Most sales managers look forward to producing a sales forecast with the same level of enthusiasm reserved for a trip to the dentist.
Sales forecasting is typically a torturous process that involves interrogating sales reps about the status of their deals and analyzing self-reported sales activities that managers rightly suspect of bias.
Not only is the process of creating a sales forecast usually unpleasant for all involved, it also tends to produce inaccurate results based on wishful thinking instead of hard data. Moreover, a Forrester Research study found that only 6% of sales leaders say they are "very confident" in their company's sales activity data, and a whopping 66% don't even use automated data to develop their forecasts.

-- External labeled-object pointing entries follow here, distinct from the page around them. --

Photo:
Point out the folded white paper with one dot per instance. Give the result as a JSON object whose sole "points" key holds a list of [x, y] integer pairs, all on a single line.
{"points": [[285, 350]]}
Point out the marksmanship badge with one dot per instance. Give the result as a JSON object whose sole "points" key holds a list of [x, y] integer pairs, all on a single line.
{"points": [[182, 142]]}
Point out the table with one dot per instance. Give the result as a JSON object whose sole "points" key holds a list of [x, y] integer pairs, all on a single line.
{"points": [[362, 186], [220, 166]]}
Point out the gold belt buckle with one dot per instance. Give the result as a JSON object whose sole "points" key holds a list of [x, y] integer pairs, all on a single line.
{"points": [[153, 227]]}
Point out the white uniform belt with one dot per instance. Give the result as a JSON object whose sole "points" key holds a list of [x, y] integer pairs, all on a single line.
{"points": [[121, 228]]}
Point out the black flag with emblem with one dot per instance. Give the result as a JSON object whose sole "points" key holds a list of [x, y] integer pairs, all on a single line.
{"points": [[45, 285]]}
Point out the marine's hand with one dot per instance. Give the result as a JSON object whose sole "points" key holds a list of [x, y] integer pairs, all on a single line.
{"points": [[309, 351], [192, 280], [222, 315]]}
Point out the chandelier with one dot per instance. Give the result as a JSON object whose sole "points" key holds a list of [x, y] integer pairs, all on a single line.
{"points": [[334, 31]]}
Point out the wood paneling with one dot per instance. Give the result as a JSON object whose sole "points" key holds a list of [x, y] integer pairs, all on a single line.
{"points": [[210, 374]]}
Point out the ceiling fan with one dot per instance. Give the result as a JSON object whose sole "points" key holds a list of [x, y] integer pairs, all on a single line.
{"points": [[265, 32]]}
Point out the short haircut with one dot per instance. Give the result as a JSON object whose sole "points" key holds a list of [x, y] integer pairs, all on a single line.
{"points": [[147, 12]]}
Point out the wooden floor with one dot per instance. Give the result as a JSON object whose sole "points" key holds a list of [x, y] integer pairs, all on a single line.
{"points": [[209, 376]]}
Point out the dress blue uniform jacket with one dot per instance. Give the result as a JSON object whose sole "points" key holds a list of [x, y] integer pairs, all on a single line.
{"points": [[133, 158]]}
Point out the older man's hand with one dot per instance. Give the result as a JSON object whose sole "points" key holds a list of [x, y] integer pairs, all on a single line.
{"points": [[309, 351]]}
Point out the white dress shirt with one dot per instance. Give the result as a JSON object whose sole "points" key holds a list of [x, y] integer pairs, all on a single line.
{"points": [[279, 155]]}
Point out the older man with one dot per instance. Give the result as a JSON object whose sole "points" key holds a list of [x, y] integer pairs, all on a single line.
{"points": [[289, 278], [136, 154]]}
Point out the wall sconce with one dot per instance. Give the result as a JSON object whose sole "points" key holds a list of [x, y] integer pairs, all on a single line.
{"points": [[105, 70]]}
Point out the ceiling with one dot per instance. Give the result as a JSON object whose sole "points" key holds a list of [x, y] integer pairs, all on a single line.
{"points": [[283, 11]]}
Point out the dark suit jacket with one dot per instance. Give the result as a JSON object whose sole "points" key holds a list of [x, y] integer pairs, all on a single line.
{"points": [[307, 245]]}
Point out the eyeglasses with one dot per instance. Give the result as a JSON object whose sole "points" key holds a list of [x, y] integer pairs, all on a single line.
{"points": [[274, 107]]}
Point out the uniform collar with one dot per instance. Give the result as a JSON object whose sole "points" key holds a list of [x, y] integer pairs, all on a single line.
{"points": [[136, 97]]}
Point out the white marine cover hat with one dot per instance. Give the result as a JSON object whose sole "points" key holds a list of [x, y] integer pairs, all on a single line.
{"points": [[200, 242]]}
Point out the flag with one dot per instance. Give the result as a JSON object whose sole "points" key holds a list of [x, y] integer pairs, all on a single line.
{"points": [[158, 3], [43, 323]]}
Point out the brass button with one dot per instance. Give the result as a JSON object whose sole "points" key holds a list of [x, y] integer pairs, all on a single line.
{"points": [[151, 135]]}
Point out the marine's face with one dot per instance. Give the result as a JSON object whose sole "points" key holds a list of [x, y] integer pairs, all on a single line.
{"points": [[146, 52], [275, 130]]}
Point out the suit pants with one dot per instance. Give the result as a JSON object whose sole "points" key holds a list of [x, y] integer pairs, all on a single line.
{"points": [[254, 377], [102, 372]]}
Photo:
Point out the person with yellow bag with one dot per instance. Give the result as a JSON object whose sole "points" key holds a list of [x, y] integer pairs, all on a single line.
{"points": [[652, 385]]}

That's a huge problem. Sales managers and company executives make critical business decisions based on sales forecasts. Those decisions regarding how to allocate resources, what new products to develop, and whether to expand marketing campaigns often hinge on sales forecasts that are more akin to "hopecasts" than fact-based estimates.
A Better Way
One of the major drawbacks of the traditional forecasting method is that it provides almost no insight into what buyers are thinking.
Sales managers query individual sales reps on how close the buyer is to making a purchase, but unlike some sales cycles—such as B2C purchasing patterns captured on e-commerce sites—the traditional sales forecast doesn't factor in buyer behavior. It substitutes it with a second-hand and self-serving account of it.
Because of modern data collection and analytic capabilities, today there is a better way to build a sales forecast. Companies that use a digital business interaction platform can capture buyer behavior data and factor in more detailed reporting collected at the interaction point to develop a forecast that is less wishful thinking and more driven by hard data.